Other noteworthy changes for individuals

 

  • The Affordable Care Act individual responsibility payment (individual mandate) (the penalty for failing to have adequate health insurance coverage) is permanently repealed starting in 2019.

 

  • In a permanent change that starts in 2018, Roth conversions cannot be reversed by recharacterizing the conversion as a traditional IRA contribution by the return due date.

 

  • For divorce or separation agreements executed after December 31, 2018 (or modified after that date to specifically apply this provision), alimony and separate maintenance payments are not deductible by the paying spouse, and are not included in the income of the recipient. This is also a permanent change.

 

  • Retirement Plans – Contribution levels to retirement plans remain the same

 

  • Capital Gains – No change to the capital gains tax rates or the ability to sell specific shares.

 

  • Estate Tax Exclusion – The act doubles the gift and estate basic exclusion amount to $11,200,000 (per spouse) This reverts to previous amount $5,100,000 in 2025.

 

 

Noteworthy changes for Businesses or Business Owners

 

  • Corporate tax rates – Instead of the previous graduated corporate tax structure with four rate brackets (15%, 25%, 34%, and 35%), the new legislation permanently establishes a single flat corporate rate of 21%. This provision will not expire in 2025.

 

  • Pass-through business income deduction – Individuals who receive business income from pass-through entities (e.g., sole proprietors, partners) generally report that business income on their individual income tax returns, paying tax at individual rates. For tax years 2018 through 2025, a new deduction is available equal to 20% of qualified business income from partnerships, S corporations, and sole proprietorships. For those with taxable incomes exceeding certain thresholds, the deduction may be limited or phased out altogether, depending on two broad factors: The deduction is generally limited to the greater of 50% of the W-2 wages reported by the business, or 25% of the W-2 wages plus 2.5% of the value of qualifying depreciable property held and used by the business to produce income.

 

  • The pass-through income deduction is phased out for certain businesses that involve the performance of services in fields including health, law, accounting, actuarial science, performing arts, consulting, athletics, and financial services. For those with taxable incomes not exceeding $157,500 ($315,000 if married filing jointly), neither of the two factors above will apply (i.e., the full deduction amount can be claimed). Those with taxable incomes between $157,500 and $207,500 (between $315,000 and $415,000 if married filing jointly) may be able to claim a partial deduction.

 

IMPORTANT DISCLOSURES

The information presented here does not provide investment, tax, legal, or retirement advice or recommendations. The information presented here is not specific to any individual’s personal circumstances.
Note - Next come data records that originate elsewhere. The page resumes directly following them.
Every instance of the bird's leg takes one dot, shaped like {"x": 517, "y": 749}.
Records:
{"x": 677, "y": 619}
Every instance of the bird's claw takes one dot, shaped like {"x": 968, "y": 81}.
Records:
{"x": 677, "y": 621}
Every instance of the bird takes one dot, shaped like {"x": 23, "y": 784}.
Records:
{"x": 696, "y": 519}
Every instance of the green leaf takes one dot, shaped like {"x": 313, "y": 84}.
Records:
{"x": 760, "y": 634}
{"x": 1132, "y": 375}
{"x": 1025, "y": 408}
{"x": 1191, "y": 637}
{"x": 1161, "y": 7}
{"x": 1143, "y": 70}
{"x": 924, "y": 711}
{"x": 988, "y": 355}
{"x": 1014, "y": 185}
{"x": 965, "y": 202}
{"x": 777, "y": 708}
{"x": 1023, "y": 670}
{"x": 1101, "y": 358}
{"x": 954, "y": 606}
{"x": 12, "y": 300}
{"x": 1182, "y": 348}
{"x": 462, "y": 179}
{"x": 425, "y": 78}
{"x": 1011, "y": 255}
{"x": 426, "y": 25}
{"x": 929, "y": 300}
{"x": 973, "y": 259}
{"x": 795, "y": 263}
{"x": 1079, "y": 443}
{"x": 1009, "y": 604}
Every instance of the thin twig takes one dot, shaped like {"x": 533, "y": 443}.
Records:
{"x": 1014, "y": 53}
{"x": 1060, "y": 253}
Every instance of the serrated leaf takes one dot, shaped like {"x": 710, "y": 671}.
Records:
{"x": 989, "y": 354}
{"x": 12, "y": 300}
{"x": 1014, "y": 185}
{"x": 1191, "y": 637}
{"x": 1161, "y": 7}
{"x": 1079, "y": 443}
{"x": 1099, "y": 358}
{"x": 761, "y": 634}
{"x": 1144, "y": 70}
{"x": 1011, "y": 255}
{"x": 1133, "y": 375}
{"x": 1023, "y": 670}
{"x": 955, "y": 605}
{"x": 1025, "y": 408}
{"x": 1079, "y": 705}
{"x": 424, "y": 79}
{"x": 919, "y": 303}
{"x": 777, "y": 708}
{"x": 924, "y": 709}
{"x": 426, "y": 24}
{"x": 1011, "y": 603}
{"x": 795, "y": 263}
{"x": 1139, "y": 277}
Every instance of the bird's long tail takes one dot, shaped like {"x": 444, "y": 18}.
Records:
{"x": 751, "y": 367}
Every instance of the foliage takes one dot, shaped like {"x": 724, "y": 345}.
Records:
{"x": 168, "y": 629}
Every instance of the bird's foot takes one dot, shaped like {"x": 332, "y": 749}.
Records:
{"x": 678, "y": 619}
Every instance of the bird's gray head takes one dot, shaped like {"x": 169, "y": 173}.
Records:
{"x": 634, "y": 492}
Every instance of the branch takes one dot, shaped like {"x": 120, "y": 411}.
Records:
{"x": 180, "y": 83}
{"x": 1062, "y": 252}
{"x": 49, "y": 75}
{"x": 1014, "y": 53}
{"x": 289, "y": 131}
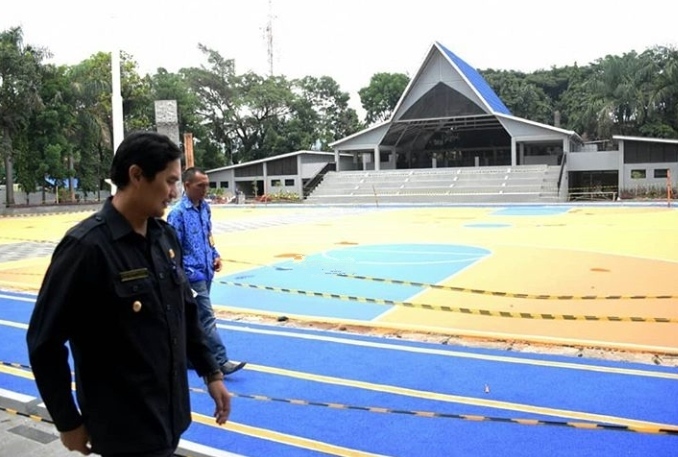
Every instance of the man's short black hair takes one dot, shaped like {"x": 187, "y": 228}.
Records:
{"x": 190, "y": 173}
{"x": 151, "y": 151}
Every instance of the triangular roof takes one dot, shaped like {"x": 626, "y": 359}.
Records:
{"x": 446, "y": 94}
{"x": 456, "y": 73}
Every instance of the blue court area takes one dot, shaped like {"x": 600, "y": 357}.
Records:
{"x": 265, "y": 287}
{"x": 318, "y": 393}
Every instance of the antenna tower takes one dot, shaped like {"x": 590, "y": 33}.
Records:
{"x": 269, "y": 37}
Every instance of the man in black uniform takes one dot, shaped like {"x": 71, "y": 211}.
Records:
{"x": 116, "y": 294}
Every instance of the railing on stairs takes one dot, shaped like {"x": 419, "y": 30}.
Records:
{"x": 312, "y": 183}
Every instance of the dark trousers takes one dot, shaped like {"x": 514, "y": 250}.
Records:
{"x": 160, "y": 453}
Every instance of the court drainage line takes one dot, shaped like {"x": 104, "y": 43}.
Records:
{"x": 456, "y": 309}
{"x": 463, "y": 355}
{"x": 230, "y": 426}
{"x": 427, "y": 395}
{"x": 596, "y": 421}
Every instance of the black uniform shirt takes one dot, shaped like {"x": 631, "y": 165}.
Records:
{"x": 123, "y": 305}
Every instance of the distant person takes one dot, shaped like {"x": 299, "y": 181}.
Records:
{"x": 191, "y": 216}
{"x": 116, "y": 296}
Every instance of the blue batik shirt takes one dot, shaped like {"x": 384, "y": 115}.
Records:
{"x": 194, "y": 229}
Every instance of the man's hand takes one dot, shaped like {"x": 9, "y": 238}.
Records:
{"x": 222, "y": 401}
{"x": 76, "y": 440}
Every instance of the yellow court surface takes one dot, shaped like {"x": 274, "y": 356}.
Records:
{"x": 601, "y": 276}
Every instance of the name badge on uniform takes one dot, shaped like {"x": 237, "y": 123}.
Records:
{"x": 131, "y": 275}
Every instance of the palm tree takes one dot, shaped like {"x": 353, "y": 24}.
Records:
{"x": 19, "y": 94}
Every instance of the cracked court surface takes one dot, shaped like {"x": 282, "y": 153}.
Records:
{"x": 310, "y": 393}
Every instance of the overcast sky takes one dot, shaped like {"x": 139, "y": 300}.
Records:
{"x": 349, "y": 40}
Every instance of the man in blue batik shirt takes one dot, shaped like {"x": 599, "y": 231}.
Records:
{"x": 192, "y": 218}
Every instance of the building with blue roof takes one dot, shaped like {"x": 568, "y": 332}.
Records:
{"x": 449, "y": 116}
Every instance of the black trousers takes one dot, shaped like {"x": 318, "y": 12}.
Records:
{"x": 158, "y": 453}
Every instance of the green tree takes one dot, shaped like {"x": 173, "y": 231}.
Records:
{"x": 381, "y": 96}
{"x": 19, "y": 94}
{"x": 334, "y": 119}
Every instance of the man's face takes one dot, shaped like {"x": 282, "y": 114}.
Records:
{"x": 158, "y": 194}
{"x": 196, "y": 189}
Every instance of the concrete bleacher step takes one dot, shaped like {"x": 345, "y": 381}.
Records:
{"x": 532, "y": 183}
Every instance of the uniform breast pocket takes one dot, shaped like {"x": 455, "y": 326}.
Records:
{"x": 135, "y": 296}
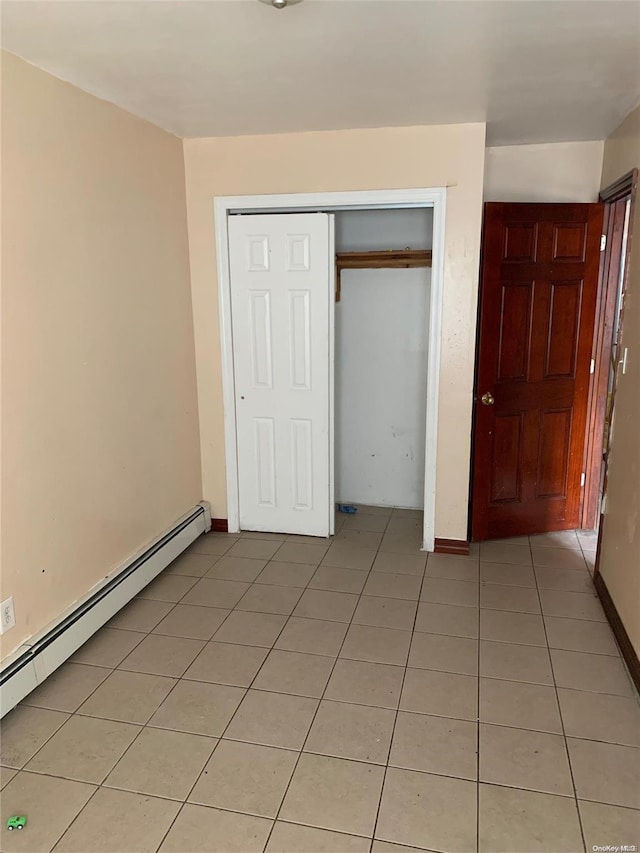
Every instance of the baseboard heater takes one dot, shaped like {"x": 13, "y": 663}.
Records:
{"x": 36, "y": 659}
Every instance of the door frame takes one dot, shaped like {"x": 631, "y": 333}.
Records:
{"x": 328, "y": 202}
{"x": 609, "y": 287}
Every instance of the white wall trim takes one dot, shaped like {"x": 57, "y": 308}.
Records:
{"x": 434, "y": 197}
{"x": 44, "y": 652}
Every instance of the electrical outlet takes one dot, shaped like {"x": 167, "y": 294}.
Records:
{"x": 7, "y": 615}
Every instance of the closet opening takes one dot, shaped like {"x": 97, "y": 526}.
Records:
{"x": 383, "y": 293}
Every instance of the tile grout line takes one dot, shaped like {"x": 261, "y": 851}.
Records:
{"x": 335, "y": 663}
{"x": 246, "y": 692}
{"x": 560, "y": 715}
{"x": 221, "y": 737}
{"x": 397, "y": 709}
{"x": 100, "y": 785}
{"x": 150, "y": 632}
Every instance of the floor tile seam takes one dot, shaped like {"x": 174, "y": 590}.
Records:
{"x": 562, "y": 726}
{"x": 189, "y": 801}
{"x": 75, "y": 818}
{"x": 397, "y": 712}
{"x": 232, "y": 717}
{"x": 286, "y": 791}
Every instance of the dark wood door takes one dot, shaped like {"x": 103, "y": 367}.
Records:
{"x": 539, "y": 284}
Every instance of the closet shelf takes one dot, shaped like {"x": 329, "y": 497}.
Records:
{"x": 390, "y": 259}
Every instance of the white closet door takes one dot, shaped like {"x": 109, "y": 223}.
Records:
{"x": 280, "y": 302}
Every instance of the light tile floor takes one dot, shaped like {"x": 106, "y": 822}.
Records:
{"x": 284, "y": 693}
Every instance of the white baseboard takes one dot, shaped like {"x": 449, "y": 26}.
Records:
{"x": 30, "y": 665}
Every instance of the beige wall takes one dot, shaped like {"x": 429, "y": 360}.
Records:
{"x": 381, "y": 158}
{"x": 553, "y": 172}
{"x": 620, "y": 554}
{"x": 100, "y": 430}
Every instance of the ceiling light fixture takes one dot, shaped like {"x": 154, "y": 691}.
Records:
{"x": 281, "y": 4}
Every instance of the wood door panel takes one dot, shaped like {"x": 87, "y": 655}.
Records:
{"x": 515, "y": 325}
{"x": 507, "y": 446}
{"x": 520, "y": 241}
{"x": 553, "y": 453}
{"x": 537, "y": 312}
{"x": 569, "y": 241}
{"x": 565, "y": 305}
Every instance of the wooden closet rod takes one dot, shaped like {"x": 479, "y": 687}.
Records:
{"x": 390, "y": 259}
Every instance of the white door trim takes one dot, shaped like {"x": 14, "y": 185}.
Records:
{"x": 434, "y": 197}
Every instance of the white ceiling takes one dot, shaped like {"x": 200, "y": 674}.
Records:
{"x": 535, "y": 70}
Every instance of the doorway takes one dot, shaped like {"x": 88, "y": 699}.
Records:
{"x": 381, "y": 357}
{"x": 329, "y": 203}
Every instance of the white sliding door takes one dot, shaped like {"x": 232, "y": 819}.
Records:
{"x": 280, "y": 303}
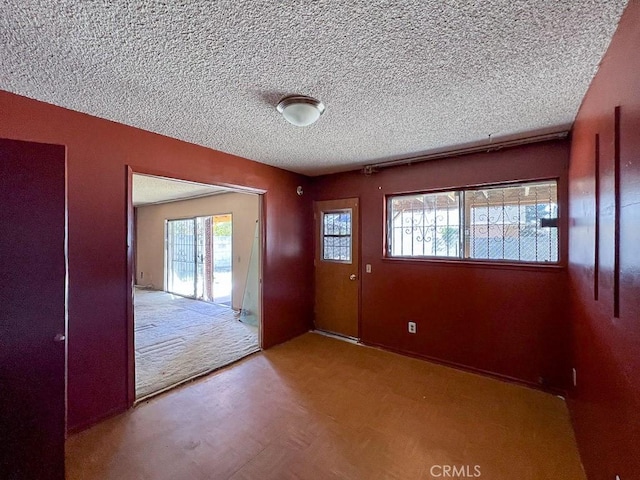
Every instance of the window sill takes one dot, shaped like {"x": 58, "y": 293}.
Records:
{"x": 468, "y": 263}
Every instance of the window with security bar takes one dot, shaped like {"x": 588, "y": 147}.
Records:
{"x": 516, "y": 223}
{"x": 336, "y": 236}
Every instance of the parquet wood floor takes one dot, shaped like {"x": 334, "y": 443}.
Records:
{"x": 319, "y": 408}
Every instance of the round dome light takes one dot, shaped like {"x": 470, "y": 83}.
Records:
{"x": 300, "y": 110}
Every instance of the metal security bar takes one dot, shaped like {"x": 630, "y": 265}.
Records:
{"x": 336, "y": 236}
{"x": 513, "y": 223}
{"x": 506, "y": 223}
{"x": 425, "y": 225}
{"x": 181, "y": 257}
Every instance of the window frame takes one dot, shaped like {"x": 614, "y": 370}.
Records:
{"x": 462, "y": 257}
{"x": 348, "y": 210}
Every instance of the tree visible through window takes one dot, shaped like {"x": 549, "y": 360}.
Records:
{"x": 516, "y": 223}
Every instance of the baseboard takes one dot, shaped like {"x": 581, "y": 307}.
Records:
{"x": 466, "y": 368}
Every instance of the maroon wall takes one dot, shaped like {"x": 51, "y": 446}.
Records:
{"x": 510, "y": 321}
{"x": 606, "y": 402}
{"x": 97, "y": 154}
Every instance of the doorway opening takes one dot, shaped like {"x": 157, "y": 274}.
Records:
{"x": 196, "y": 264}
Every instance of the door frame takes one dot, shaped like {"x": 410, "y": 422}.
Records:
{"x": 130, "y": 170}
{"x": 317, "y": 234}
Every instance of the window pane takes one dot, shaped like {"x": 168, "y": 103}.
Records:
{"x": 336, "y": 236}
{"x": 504, "y": 223}
{"x": 424, "y": 225}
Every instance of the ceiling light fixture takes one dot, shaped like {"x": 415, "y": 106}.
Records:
{"x": 300, "y": 110}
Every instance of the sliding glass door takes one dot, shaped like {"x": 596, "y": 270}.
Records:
{"x": 181, "y": 257}
{"x": 198, "y": 257}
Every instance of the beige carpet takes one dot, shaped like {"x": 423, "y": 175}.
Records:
{"x": 178, "y": 338}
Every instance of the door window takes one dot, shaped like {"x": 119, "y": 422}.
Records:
{"x": 336, "y": 236}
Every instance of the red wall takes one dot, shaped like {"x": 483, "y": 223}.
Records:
{"x": 505, "y": 320}
{"x": 97, "y": 154}
{"x": 606, "y": 403}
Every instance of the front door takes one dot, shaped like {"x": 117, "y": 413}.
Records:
{"x": 32, "y": 316}
{"x": 337, "y": 266}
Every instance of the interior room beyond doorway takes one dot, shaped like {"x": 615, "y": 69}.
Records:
{"x": 197, "y": 264}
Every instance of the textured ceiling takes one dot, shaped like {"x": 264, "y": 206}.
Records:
{"x": 148, "y": 190}
{"x": 398, "y": 78}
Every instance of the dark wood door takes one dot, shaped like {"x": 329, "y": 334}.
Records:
{"x": 33, "y": 307}
{"x": 337, "y": 267}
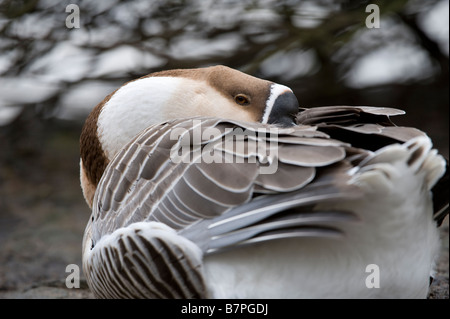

To the extent that this material concerns tax matters, it is not intended or written to be used, and cannot be used, by a taxpayer for the purpose of avoiding penalties that may be imposed by law. Each taxpayer should seek independent advice from a tax professional based on his or her individual circumstances.

These materials are provided for general information and educational purposes based upon publicly available information from sources believed to be reliable — we cannot assure the accuracy or completeness of these materials. The information in these materials may change at any time and without notice.